Why Brushing Your Child’s Teeth Is Not Enough To Prevent Cavities

Did you know that today’s children run a higher risk of developing/experiencing tooth decay than ever before? According to Parents Magazine, “At least 4 million preschoolers suffer from tooth decay -- an increase of more than 600,000 kids in the last decade”. The spike in tooth decay problems in children stems from an overlooked factor in oral hygiene—their diet.

Children (and oftentimes adults) find sweets irresistible. But diets high in sweets, carbohydrates, and sugar put your child at risk for developing cavities at an early age. According to USA Today, the Centers for Disease Control and Prevention (CDC) reports that “tooth decay remains one of the most common diseases of childhood — five times as common as asthma, and seven times as common as hay fever”.

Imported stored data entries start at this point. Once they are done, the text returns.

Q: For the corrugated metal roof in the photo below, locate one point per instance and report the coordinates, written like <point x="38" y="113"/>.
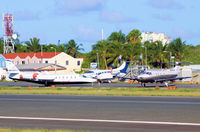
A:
<point x="36" y="66"/>
<point x="24" y="55"/>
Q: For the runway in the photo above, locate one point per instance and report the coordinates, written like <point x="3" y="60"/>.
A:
<point x="101" y="113"/>
<point x="95" y="85"/>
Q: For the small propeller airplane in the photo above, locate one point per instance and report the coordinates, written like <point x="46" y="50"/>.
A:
<point x="158" y="76"/>
<point x="45" y="78"/>
<point x="102" y="75"/>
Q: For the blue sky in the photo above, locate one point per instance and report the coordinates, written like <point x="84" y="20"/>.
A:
<point x="83" y="20"/>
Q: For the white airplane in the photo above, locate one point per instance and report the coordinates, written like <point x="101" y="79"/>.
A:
<point x="45" y="78"/>
<point x="102" y="75"/>
<point x="159" y="76"/>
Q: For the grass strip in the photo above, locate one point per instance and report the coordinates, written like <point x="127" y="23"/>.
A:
<point x="102" y="91"/>
<point x="37" y="130"/>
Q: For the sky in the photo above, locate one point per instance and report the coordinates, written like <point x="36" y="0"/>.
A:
<point x="83" y="20"/>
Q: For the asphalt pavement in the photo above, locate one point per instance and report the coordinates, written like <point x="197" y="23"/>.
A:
<point x="101" y="113"/>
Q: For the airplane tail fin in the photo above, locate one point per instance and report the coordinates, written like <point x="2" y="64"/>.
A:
<point x="177" y="68"/>
<point x="11" y="67"/>
<point x="123" y="67"/>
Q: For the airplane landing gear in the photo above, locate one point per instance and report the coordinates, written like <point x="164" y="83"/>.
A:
<point x="166" y="84"/>
<point x="143" y="84"/>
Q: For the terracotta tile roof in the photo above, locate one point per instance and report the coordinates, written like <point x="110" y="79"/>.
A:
<point x="24" y="55"/>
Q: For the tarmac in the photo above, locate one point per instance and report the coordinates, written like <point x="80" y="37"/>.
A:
<point x="95" y="85"/>
<point x="101" y="113"/>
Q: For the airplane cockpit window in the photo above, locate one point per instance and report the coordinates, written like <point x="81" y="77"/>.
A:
<point x="84" y="76"/>
<point x="148" y="73"/>
<point x="90" y="72"/>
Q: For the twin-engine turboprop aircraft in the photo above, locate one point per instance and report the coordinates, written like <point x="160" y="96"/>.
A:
<point x="159" y="76"/>
<point x="45" y="78"/>
<point x="102" y="75"/>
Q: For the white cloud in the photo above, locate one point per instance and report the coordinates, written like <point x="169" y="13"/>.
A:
<point x="183" y="33"/>
<point x="26" y="15"/>
<point x="114" y="16"/>
<point x="165" y="4"/>
<point x="78" y="6"/>
<point x="163" y="17"/>
<point x="89" y="34"/>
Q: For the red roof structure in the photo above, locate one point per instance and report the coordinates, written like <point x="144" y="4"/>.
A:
<point x="39" y="55"/>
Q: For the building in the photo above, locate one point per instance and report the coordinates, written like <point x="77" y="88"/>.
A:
<point x="152" y="37"/>
<point x="66" y="62"/>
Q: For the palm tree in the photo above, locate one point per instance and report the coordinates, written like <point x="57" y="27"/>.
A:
<point x="1" y="45"/>
<point x="33" y="45"/>
<point x="133" y="51"/>
<point x="134" y="36"/>
<point x="72" y="48"/>
<point x="102" y="49"/>
<point x="116" y="50"/>
<point x="177" y="47"/>
<point x="117" y="37"/>
<point x="156" y="53"/>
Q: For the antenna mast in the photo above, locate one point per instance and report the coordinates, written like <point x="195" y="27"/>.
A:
<point x="8" y="36"/>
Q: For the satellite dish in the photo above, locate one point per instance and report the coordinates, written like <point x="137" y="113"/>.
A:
<point x="14" y="36"/>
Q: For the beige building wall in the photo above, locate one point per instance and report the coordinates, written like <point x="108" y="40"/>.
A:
<point x="65" y="60"/>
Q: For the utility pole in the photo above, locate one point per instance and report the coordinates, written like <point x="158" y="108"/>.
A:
<point x="98" y="60"/>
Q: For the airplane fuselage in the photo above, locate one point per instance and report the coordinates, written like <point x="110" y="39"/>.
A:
<point x="152" y="76"/>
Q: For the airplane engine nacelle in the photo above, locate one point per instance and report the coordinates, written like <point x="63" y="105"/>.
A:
<point x="20" y="77"/>
<point x="35" y="75"/>
<point x="105" y="76"/>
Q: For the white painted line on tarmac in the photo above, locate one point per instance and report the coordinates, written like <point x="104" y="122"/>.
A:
<point x="102" y="121"/>
<point x="101" y="101"/>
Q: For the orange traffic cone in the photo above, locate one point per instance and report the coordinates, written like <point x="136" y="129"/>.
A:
<point x="135" y="82"/>
<point x="99" y="84"/>
<point x="129" y="81"/>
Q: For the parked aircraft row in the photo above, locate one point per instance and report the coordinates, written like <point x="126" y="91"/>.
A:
<point x="158" y="76"/>
<point x="48" y="78"/>
<point x="149" y="76"/>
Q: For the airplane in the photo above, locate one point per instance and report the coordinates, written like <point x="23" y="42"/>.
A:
<point x="45" y="78"/>
<point x="102" y="75"/>
<point x="158" y="76"/>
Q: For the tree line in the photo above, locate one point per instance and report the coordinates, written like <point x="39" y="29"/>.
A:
<point x="119" y="47"/>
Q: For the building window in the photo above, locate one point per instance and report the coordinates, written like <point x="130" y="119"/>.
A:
<point x="67" y="62"/>
<point x="78" y="63"/>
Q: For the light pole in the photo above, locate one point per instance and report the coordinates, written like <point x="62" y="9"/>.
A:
<point x="170" y="56"/>
<point x="55" y="57"/>
<point x="145" y="54"/>
<point x="98" y="60"/>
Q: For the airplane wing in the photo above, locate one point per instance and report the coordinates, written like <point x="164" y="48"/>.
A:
<point x="172" y="79"/>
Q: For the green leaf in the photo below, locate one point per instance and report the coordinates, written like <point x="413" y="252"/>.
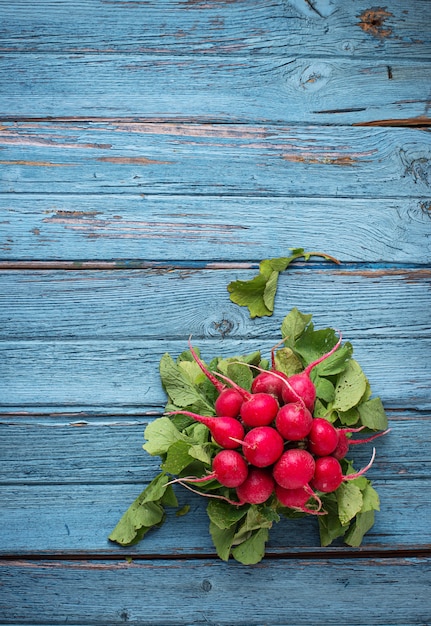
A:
<point x="252" y="550"/>
<point x="372" y="414"/>
<point x="183" y="510"/>
<point x="313" y="344"/>
<point x="330" y="527"/>
<point x="177" y="458"/>
<point x="180" y="387"/>
<point x="350" y="417"/>
<point x="144" y="513"/>
<point x="363" y="523"/>
<point x="287" y="362"/>
<point x="336" y="363"/>
<point x="349" y="500"/>
<point x="250" y="293"/>
<point x="350" y="387"/>
<point x="169" y="498"/>
<point x="258" y="293"/>
<point x="240" y="374"/>
<point x="201" y="453"/>
<point x="222" y="539"/>
<point x="270" y="290"/>
<point x="293" y="326"/>
<point x="225" y="515"/>
<point x="160" y="435"/>
<point x="324" y="388"/>
<point x="371" y="501"/>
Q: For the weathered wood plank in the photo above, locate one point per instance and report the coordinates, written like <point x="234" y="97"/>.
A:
<point x="249" y="88"/>
<point x="109" y="158"/>
<point x="202" y="592"/>
<point x="78" y="375"/>
<point x="338" y="28"/>
<point x="36" y="451"/>
<point x="210" y="228"/>
<point x="123" y="304"/>
<point x="76" y="519"/>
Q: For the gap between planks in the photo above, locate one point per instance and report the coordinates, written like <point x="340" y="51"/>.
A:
<point x="302" y="554"/>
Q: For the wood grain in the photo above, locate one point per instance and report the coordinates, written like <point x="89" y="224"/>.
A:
<point x="214" y="229"/>
<point x="150" y="153"/>
<point x="348" y="28"/>
<point x="77" y="375"/>
<point x="249" y="89"/>
<point x="55" y="451"/>
<point x="69" y="520"/>
<point x="109" y="158"/>
<point x="144" y="304"/>
<point x="209" y="592"/>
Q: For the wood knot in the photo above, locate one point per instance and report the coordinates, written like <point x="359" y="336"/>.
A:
<point x="373" y="22"/>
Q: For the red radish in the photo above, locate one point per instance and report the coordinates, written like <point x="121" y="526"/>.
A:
<point x="345" y="442"/>
<point x="262" y="446"/>
<point x="322" y="438"/>
<point x="294" y="469"/>
<point x="298" y="498"/>
<point x="257" y="409"/>
<point x="301" y="384"/>
<point x="260" y="409"/>
<point x="294" y="421"/>
<point x="228" y="403"/>
<point x="229" y="469"/>
<point x="226" y="431"/>
<point x="328" y="474"/>
<point x="257" y="487"/>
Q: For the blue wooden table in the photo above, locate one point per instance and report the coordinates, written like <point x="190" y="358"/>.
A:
<point x="150" y="153"/>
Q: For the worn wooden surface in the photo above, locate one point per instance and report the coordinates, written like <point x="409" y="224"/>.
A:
<point x="150" y="153"/>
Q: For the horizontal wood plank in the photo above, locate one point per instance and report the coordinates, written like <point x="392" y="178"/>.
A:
<point x="249" y="89"/>
<point x="341" y="28"/>
<point x="76" y="519"/>
<point x="36" y="451"/>
<point x="210" y="228"/>
<point x="123" y="304"/>
<point x="190" y="592"/>
<point x="122" y="375"/>
<point x="109" y="158"/>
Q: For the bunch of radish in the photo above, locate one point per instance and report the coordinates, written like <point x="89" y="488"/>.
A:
<point x="270" y="443"/>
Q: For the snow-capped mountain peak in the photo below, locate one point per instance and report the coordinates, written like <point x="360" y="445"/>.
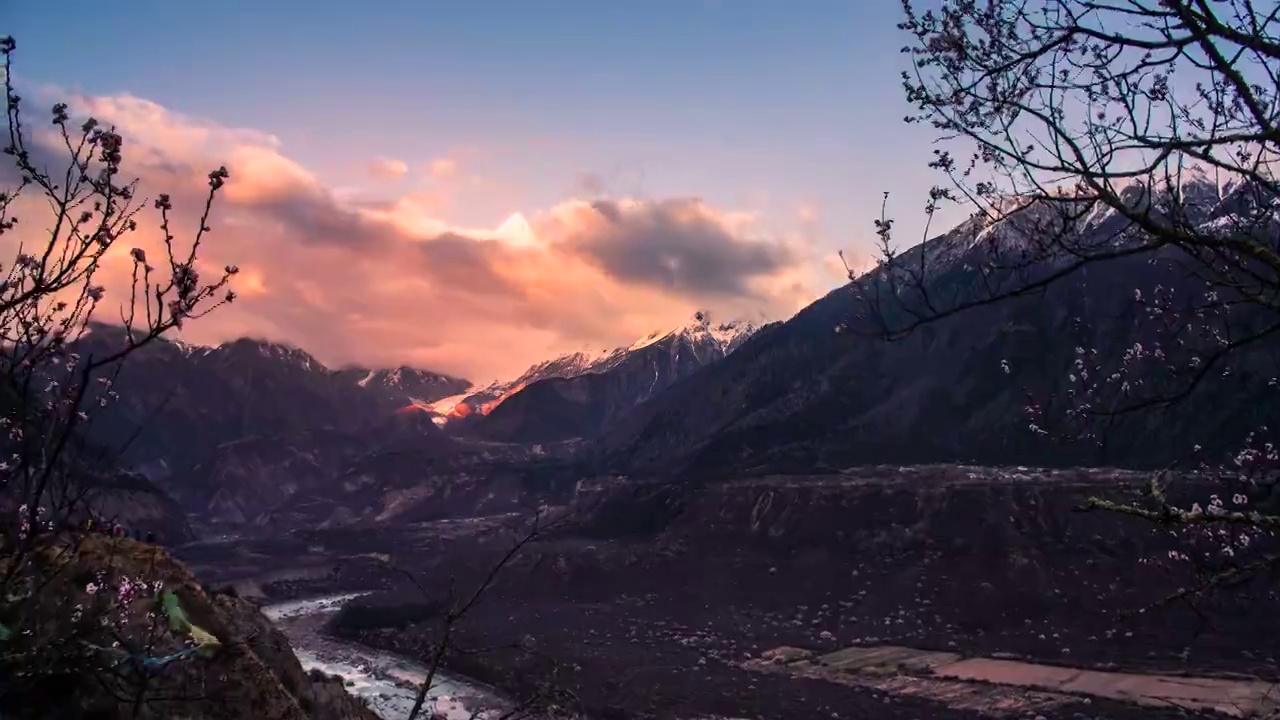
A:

To prevent your child from developing cavities at an early age, take these preventative measures:

  • When picking snacks for your children, remember this general rule: If it is sticky, it will stay in their mouth for hours. Look for foods that dissolve easily instead.
  • Avoid sweet, sticky, and starchy foods between meals.  This reduces the likelihood of plaque forming in between brush-times.
  • Reserve “fun foods” for special occasions. Not only will this prevent cavities, but your child will also develop a preference for balanced nutritional meals over time.
  • Some safe snack time food examples include cheese, fresh fruits, veggies, yogurt, nuts, plain milk, rice cakes, cheerios, crackers, and oatmeal.
  • Try to keep your child away from cavity-inducing snacks such as dried fruits, chewy fruit (Fruit Roll Ups), sweetened juices, soft drinks, chips, sticky candies, cakes, cookies, sports drinks, chewy granola bars, sugary cereals and flavored milks.
  • Instead of gummy vitamins, consider giving your children hard chewable vitamins or vitamin drops after dinner, so that you can brush and floss your child's teeth shortly afterwards.
  • Also, beware of foods that contain "sugarless" or "sugar-free" labels. Though these foods lack sucrose, more commonly known as table or white sugar, they can include other types of sugar in disguise. Keep an eye out for corn syrup, fructose, corn sugar, mat, glucose, maltose, corn sweetener, high fructose, sorbitol and lactose ingredients.


Tooth decay is preventable. Monitor your child’s diet to reduce his or her chances of developing cavities. Maintaining healthy nutritional habits will also prevent your child from developing diabetes, obesity, and a myriad of other health-related issues.